Several weeks ago, My Own True Love took me to the Round Barn Theater at Amish Acres in Nappanee, Indiana to see Plain and Fancy, a musical I first discovered when I was in high school. I had developed the habit of checking out obscure soundtracks, opera recordings, and the like from our local library.* I loved the music to Plain and Fancy and I checked out the LP over and over. The play had opened on Broadway more than twenty years previously and had long faded into obscurity. I had no real hope of ever seeing it performed. When I found out that Plain and Fancy is the central show in the summer repertory program at Amish Acres, I was thrilled. I may have even squealed as we drove past the sign.**
Amish Acres is an odd mix: a restored Amish homestead from the mid-nineteenth century used as the center of a “heritage resort”. The site offers tours of the homestead and outbuildings, living history demonstrations, buggy rides, and some efforts at explaining Amish history and culture. A truly glorious round barn has been transformed into a theater which offers a professional summer stock program of musical theater–something that would have been anathema to its original Amish owners. The historical site is a bit dated in its presentation, though it’s possible I’m jaded.*** (I’ve been to a lot of living history programs over the years.) The theater is a lot of fun. The barn is worth a stop all by itself.

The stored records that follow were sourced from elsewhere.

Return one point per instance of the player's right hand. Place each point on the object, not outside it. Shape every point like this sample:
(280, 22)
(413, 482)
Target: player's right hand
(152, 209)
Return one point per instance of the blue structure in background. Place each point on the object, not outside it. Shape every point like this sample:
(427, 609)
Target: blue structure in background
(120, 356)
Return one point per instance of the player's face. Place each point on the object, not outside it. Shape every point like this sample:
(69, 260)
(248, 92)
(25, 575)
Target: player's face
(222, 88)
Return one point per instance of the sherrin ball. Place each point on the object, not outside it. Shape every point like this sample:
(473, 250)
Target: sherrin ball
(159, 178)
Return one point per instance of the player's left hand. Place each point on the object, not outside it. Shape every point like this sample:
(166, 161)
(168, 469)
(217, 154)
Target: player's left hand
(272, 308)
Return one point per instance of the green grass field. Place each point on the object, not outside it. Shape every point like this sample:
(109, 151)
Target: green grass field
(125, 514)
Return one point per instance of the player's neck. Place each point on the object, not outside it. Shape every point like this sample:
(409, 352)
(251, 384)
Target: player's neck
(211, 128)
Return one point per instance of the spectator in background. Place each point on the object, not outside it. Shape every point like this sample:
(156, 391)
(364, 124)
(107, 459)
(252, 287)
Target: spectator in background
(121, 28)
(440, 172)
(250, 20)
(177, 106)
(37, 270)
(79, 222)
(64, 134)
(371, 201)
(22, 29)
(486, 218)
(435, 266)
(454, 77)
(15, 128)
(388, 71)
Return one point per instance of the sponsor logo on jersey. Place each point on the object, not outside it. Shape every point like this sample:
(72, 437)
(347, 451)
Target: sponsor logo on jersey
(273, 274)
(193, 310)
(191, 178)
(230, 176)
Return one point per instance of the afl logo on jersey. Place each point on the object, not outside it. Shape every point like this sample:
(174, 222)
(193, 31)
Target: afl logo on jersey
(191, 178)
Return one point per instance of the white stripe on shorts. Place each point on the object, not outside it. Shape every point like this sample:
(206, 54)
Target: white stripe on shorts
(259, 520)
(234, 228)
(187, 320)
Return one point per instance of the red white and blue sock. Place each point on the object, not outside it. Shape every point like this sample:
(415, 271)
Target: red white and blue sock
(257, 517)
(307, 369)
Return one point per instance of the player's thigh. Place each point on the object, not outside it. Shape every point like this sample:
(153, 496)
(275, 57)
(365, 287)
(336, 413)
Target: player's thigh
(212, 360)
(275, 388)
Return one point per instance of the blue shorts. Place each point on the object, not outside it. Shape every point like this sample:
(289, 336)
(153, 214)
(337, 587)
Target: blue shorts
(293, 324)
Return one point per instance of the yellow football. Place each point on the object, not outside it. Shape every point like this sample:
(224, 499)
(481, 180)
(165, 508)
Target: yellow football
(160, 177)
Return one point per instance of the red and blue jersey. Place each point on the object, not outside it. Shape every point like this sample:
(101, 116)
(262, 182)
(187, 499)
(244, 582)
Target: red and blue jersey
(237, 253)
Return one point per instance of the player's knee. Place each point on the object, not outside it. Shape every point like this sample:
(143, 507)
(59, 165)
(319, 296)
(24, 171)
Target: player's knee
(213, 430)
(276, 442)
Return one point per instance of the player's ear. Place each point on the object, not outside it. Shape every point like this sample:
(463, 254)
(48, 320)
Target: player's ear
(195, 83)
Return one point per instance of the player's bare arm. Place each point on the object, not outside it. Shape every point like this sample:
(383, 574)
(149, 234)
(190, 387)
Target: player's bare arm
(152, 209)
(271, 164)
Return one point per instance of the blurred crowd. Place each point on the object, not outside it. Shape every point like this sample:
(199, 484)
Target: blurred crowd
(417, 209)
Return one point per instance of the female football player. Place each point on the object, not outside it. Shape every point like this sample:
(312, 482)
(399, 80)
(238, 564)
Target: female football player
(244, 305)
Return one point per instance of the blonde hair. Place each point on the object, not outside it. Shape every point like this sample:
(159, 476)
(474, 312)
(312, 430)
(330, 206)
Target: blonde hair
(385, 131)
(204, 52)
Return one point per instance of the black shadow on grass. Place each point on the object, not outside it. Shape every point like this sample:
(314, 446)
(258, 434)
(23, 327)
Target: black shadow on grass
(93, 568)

Plain and Fancy is the point where the theater and Amish heritage come together. It tells the story of a pair of New Yorkers who find themselves involved with an Amish community for a brief time, with an initial lack of comprehension and gradual understanding on both sides. I must admit, I was afraid I would be disappointed after waiting literally decades for a chance to see the show. I’m pleased to tell you that it’s a charming minor work from the golden age of American musicals. It was the first musical play written by Joseph Stein, best known for Fiddler on the Roof. Plain and Fancy isn’t on the same scale as Fiddler, but shares some of its thematic elements, including an underlying philosophical strain and a respectful exploration of a traditional society. It’s also drop dead funny. If you happen to be driving through northern Indiana and have a taste for classical musical comedy, go.
Next up on the high school wish list, Irving Berlin’s Mr. President.
*Why yes, I did spell nerd with a capital N.
**As those who know me in real life will attest, I am not much of a squealer.
***If you’re interested in a serious look at the history and culture of the Amish, Mennonites and other Anabaptist groups, I recommend the Menno-Hof interpretive center in Shipshewana, Indiana.